Question

Consider the following functions (on the given interval, if specified). Find the derivative of the inverse function. $$f(x)=x^{2}-4, \text { for } x>0$$

Short answer

Answer: The derivative of the inverse function is \((f^{-1}(y))' = \frac{1}{2\sqrt{y+4}}\).

Step-by-step solution

Find the inverse function

To find the inverse function, we must first solve for \(x\) in the equation \(y = x^2 - 4\). $$y = x^2 - 4$$ $$x^2 = y + 4$$ $$x = \pm\sqrt{y + 4}$$ However, since the initial condition states that \(x>0\), we will only consider the positive square root. Therefore, the inverse function, \(f^{-1}(y)\), is: $$f^{-1}(y)= \sqrt{y+4}$$

Find the derivative of the inverse function

Now we need to find the derivative of the inverse function. The formula for the derivative of an inverse function is: $$(f^{-1}(y))' = \frac{1}{f'(f^{-1}(y))}$$ First, we need to find the derivative of the given function \(f(x)=x^2-4\): $$f'(x) = 2x$$ Next, we substitute the inverse function into the derivative of the given function: $$f'(f^{-1}(y)) = 2f^{-1}(y) = 2\sqrt{y+4}$$ Now we can find the derivative of the inverse function: $$(f^{-1}(y))' = \frac{1}{f'(f^{-1}(y))} = \frac{1}{2\sqrt{y+4}}$$ So the derivative of the inverse function is: $$(f^{-1}(y))' = \frac{1}{2\sqrt{y+4}}$$

Key concepts

Inverse Function

Understanding inverse functions is a fundamental concept in mathematics, particularly within calculus. An inverse function, denoted as \(f^{-1}(x)\), effectively reverses the action of the original function \(f(x)\). In other words, it provides an output that, when fed back into the original function, will return the input variable of the inverse function.

For instance, if we have a function that squares a number, the inverse function would extract the square root of that number. However, it's important to ensure that the function is one-to-one, which means that for every output there's a unique input. This is critical because without this property, a function would not have a well-defined inverse.

When attempting to derive the inverse of a function, one commonly interchanges the roles of \(x\) and \(y\), and then solves for \(x\). This process can be tricky, especially in regards to domain restrictions which must be considered to ensure the function remains one-to-one. For example, in the exercise where the function \(f(x) = x^2 - 4\) has a restriction \(x > 0\), the positive square root is the correct branch of the inverse to avoid a multi-valued function.

Calculus

Calculus is a significant branch of mathematics that deals with the properties and applications of derivatives and integrals. It's used to understand changes between values that are related by a function. There are two primary divisions within calculus: differential calculus, which concerns the concept of a derivative, and integral calculus, which focuses on the concept of an integral.

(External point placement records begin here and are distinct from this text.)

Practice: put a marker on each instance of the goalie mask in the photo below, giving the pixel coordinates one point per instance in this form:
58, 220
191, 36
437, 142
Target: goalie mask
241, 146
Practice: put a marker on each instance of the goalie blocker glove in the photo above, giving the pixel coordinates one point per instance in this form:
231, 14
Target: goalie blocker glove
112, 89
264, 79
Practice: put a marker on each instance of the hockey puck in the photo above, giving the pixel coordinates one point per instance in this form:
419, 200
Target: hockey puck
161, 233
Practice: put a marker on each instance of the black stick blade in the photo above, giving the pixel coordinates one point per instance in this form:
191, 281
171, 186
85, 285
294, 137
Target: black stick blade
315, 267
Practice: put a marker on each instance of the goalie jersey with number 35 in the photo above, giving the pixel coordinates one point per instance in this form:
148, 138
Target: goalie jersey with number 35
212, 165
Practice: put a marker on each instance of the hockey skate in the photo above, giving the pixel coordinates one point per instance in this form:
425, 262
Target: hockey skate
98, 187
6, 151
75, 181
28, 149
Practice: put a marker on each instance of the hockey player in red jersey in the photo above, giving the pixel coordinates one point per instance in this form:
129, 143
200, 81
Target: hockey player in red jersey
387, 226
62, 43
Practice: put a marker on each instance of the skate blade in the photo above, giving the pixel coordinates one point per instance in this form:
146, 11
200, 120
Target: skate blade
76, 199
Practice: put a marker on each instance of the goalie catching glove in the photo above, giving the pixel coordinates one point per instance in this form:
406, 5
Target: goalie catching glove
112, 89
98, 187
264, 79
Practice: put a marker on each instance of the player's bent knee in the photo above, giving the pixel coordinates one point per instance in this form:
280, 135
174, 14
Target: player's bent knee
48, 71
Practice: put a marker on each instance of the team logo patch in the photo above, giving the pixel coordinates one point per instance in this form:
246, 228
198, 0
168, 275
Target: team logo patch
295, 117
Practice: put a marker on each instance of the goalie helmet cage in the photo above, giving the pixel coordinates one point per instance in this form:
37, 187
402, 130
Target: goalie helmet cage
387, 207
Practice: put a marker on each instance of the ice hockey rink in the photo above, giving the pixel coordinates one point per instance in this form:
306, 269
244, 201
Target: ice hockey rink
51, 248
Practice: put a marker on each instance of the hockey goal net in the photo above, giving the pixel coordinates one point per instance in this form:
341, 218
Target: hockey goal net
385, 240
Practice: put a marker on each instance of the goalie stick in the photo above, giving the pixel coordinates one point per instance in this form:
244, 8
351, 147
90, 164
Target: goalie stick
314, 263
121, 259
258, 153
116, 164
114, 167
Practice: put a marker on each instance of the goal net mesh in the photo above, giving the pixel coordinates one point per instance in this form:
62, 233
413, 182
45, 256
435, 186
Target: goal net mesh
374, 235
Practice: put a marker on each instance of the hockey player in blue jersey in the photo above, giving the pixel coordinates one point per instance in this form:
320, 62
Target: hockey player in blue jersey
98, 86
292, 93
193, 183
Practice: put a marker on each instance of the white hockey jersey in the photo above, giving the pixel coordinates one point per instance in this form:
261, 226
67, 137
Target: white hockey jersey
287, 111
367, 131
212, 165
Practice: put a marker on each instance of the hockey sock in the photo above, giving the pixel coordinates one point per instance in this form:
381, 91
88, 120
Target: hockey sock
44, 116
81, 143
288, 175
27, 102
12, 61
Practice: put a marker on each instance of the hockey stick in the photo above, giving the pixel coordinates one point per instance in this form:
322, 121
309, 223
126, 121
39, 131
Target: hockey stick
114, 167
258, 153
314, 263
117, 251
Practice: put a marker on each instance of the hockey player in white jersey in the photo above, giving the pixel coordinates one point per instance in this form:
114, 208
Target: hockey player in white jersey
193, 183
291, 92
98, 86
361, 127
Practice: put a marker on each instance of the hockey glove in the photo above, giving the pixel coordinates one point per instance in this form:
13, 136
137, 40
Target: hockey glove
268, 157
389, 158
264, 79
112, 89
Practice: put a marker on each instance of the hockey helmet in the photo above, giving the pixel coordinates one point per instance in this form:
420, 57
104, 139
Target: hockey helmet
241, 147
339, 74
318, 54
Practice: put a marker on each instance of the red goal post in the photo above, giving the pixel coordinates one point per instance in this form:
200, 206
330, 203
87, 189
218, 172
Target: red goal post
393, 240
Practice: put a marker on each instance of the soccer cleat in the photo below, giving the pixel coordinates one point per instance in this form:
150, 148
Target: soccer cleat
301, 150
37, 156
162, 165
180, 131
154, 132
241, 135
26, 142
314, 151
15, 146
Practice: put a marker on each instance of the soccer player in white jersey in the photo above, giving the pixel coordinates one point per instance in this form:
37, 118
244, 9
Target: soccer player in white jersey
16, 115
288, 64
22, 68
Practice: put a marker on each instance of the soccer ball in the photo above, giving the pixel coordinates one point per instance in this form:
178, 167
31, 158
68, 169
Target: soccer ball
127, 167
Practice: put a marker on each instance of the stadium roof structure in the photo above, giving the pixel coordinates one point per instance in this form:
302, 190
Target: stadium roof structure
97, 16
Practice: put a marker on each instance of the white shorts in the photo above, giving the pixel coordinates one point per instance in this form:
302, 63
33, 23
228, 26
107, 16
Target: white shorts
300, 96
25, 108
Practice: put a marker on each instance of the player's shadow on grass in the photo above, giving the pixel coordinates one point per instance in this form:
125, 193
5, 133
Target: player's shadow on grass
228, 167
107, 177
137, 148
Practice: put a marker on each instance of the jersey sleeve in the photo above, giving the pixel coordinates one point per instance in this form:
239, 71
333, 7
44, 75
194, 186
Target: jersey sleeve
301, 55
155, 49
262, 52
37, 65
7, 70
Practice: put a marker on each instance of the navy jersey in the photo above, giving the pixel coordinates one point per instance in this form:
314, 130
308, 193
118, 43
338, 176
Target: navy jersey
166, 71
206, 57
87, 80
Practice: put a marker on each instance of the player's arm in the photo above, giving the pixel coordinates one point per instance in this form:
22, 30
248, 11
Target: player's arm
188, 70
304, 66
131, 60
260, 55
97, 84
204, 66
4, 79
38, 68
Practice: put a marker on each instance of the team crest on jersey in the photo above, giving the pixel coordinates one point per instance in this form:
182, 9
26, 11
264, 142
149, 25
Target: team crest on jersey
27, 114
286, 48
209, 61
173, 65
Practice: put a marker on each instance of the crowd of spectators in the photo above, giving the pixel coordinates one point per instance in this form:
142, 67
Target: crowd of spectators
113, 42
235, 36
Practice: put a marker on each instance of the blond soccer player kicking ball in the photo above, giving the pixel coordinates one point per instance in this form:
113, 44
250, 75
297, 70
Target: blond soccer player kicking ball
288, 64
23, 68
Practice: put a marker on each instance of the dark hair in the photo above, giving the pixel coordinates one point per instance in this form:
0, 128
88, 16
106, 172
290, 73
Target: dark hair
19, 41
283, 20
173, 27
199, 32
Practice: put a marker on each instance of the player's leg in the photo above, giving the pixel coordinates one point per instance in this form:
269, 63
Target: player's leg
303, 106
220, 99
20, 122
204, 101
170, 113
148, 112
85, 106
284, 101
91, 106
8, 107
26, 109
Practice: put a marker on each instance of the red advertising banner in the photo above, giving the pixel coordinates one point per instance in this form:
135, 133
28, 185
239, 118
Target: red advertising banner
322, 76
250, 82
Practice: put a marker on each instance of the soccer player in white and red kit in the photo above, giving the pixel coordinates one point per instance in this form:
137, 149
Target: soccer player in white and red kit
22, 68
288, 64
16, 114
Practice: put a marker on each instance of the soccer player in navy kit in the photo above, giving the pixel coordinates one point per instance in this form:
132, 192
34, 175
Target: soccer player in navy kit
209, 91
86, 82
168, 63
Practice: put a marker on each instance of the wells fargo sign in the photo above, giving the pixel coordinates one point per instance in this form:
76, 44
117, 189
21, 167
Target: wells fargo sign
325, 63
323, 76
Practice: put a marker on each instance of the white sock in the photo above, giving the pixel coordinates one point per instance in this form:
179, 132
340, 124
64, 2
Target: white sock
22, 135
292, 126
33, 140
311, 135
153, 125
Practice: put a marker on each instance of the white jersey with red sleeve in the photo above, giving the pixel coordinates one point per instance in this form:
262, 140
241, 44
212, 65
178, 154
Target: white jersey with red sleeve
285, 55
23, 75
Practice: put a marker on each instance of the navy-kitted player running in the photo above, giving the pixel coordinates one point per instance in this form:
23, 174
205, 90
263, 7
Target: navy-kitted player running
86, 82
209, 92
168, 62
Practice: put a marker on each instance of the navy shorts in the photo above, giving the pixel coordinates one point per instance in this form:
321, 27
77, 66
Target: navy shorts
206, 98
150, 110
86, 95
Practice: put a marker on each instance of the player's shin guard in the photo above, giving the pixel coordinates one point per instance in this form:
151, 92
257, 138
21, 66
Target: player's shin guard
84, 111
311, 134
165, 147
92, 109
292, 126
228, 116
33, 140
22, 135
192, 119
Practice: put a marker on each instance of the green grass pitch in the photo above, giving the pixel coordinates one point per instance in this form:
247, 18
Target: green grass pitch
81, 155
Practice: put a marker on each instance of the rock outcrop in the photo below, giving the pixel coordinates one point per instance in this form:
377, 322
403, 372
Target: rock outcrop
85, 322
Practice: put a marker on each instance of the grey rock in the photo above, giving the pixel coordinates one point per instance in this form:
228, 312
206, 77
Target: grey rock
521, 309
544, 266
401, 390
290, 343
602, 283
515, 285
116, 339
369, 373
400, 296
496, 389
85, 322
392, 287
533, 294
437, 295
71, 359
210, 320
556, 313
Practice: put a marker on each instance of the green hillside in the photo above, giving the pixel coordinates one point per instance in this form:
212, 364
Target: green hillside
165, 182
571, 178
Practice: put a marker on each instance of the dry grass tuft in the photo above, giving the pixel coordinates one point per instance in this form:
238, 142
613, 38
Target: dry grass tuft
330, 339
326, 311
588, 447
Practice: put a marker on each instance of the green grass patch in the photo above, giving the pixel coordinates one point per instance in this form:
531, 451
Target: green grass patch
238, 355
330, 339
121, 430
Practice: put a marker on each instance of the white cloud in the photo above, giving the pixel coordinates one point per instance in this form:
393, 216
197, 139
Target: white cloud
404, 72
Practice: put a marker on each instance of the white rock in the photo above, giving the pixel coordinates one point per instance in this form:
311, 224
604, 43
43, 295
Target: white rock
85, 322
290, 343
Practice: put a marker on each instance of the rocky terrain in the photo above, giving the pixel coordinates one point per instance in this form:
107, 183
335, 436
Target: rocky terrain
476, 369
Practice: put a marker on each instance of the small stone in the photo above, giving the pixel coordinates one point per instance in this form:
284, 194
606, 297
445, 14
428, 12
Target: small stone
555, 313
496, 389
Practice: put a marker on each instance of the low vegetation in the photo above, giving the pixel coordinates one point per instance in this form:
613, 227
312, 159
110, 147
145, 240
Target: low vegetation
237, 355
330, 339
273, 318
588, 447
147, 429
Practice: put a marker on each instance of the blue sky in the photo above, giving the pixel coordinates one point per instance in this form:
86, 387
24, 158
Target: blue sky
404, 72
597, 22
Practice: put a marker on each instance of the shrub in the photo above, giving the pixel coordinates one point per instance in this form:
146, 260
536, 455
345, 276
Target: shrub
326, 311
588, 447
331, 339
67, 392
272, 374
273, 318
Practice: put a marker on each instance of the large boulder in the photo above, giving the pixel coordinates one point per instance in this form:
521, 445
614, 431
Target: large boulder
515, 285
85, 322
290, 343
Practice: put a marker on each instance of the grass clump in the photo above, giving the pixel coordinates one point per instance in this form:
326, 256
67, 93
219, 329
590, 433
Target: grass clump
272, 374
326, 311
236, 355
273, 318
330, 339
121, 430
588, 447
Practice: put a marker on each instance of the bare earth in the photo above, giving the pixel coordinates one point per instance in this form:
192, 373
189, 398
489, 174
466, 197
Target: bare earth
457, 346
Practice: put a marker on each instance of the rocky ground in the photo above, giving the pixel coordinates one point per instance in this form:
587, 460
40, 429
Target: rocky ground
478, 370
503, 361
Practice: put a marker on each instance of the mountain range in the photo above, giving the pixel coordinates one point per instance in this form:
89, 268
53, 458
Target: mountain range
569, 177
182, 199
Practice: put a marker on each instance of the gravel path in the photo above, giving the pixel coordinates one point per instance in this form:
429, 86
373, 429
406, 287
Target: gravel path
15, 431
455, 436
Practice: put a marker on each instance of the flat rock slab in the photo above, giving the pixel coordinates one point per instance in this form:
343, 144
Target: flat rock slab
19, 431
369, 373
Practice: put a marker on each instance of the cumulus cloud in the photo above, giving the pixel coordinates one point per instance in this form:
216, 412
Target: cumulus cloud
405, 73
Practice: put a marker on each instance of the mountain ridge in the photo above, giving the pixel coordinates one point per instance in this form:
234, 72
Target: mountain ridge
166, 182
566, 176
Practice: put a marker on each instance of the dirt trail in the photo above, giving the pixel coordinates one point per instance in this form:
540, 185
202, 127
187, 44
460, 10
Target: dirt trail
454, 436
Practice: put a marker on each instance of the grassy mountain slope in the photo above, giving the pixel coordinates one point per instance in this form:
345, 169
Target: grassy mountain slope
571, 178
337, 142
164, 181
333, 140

The fundamental concept of calculus is the limit, the value that a sequence or function approaches as the index or input approaches some value. Limits help define the precise calculation of the slope of a line tangent to a curve (the derivative) and the area under a curve (the integral). Calculus is not only critical for mathematics majors but also essential in fields like physics, engineering, economics, statistics, and more, as it provides the tools to model and analyze dynamic systems.

Derivative Calculation

The derivative is a principal concept in calculus representing the rate at which a quantity changes. It's the foundational tool to understand motion, growth, and decay and is generally a measure of how a function changes as its input changes.

Mathematically, the derivative of a function \(f\) at a particular point \(x\) is the limit of the average rate of change of \(f\) in a small interval around \(x\). The notation \(f'(x)\) or \(\frac{dy}{dx}\) is often used to denote the derivative of \(f\) with respect to \(x\). To compute a derivative, we apply specific rules, such as the power rule, product rule, quotient rule, and the chain rule, depending on the composition of the function.

When finding the derivative of an inverse function, as in our textbook exercise, we use the reciprocal of the derivative of the original function at the corresponding point. This requires first finding the inverse function, then the derivative of the original function, and finally applying the formula \(\frac{1}{f'(f^{-1}(y))}\). It's crucial to apply these steps methodically to ensure accuracy in the derivative calculation for inverse functions.